If you die unexpectedly, those who you leave behind will suffer enough from such a loss, and you can take steps now to make sure they do not suffer from financial stresses too.
A Decreasing Term policy sees the payout sum reduce alongside the length and total mortgage debt. So, for instance, if you passed away in year one of a £200,000 mortgage, you’d inherit £200,000. Whereas, if you died halfway through your mortgage term, you’d only get £100,000. Therefore, this sort of policy usually has lower monthly premiums and obviously suits those with repayment mortgages.
Level term mortgage life insurance means that the payout sum stays fixed or ‘level’ throughout your mortgage term regardless of when you die. So, even if you die within the first or last year of your term, if your policy is £200,000, that’s what your dependants will receive. An obvious benefit to this is that they may receive more funds than the remainder of the mortgage, leaving additional funds to cover bills, living costs or to offset what your salary brought into the household. However, the result of this is higher monthly premiums.
Whole of Life Insurance is a policy which ensures a tax-free lump sum is paid out in the event of your death. The premiums are usually higher because a payout is inevitable. You don’t just pay monthly premiums for a term, you pay until your eventual death, meaning that you could be paying into your 80s or 90s. However, it whole of life insurance guarantees a fixed amount of cover because of the fixed premiums.
Whether your home is a one bedroomed flat or a 10-bedroomed mansion, your home is your castle.
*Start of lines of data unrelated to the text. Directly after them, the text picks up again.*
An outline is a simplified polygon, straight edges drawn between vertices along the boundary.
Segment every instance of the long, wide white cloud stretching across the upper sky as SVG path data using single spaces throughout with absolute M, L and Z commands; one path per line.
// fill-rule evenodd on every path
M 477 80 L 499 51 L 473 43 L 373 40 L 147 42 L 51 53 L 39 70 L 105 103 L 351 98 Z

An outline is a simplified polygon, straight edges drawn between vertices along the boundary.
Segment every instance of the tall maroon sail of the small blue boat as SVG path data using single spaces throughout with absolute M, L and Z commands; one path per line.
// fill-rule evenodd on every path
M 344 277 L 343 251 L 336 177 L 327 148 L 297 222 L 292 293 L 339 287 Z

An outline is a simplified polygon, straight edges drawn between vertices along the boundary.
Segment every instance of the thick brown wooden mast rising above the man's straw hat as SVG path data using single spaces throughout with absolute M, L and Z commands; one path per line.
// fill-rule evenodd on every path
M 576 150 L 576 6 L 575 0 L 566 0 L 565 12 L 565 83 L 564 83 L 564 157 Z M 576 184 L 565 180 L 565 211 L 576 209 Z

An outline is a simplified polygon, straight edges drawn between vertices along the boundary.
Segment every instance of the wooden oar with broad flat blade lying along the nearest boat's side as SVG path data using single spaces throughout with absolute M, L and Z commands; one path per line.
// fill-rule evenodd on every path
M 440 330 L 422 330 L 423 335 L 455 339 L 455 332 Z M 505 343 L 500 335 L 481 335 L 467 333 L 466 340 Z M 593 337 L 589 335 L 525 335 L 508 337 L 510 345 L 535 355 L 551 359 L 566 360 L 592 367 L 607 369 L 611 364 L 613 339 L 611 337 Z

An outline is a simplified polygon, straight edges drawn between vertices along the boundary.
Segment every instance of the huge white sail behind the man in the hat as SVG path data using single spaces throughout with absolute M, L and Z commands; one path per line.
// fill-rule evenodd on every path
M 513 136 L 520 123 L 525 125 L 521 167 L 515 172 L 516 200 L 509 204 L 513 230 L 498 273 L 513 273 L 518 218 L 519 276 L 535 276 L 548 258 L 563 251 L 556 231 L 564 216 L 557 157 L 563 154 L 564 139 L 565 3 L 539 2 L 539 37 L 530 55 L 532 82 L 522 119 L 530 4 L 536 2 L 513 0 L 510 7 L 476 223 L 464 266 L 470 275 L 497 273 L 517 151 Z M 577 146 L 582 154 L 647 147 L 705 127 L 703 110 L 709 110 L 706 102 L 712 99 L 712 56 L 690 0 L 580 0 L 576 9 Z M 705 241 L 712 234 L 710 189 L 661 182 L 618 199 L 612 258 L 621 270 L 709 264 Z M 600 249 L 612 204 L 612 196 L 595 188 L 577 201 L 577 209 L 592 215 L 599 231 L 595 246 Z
That’s why it’s important to get the right cover in place should something go wrong. Our dedicated team of mortgage brokers have the expertise and knowledge to understand individual circumstances and find you the right mortgage life insurance deal.
You will no doubt be advised to take out some sort of life insurance, when you first acquire a mortgage. It’s suggested that the sooner you take out a policy, the cheaper it will be, in terms of monthly premium. Then again, that is dependent on factors such as age and health. Insurers consider you less likely to make a claim the younger and healthier you are. It is also dependent on your situation in terms of immediate family, as you may not feel insurance is a viable option.
Life insurance will only pay out should you die. Therefore, other injuries or illnesses are not covered. For that you will need to look at critical illness insurance. Also, if you die to alcohol or drug related incidents, you are likely not to receive payment. The same applies if you have existing health policies when you take out the policy.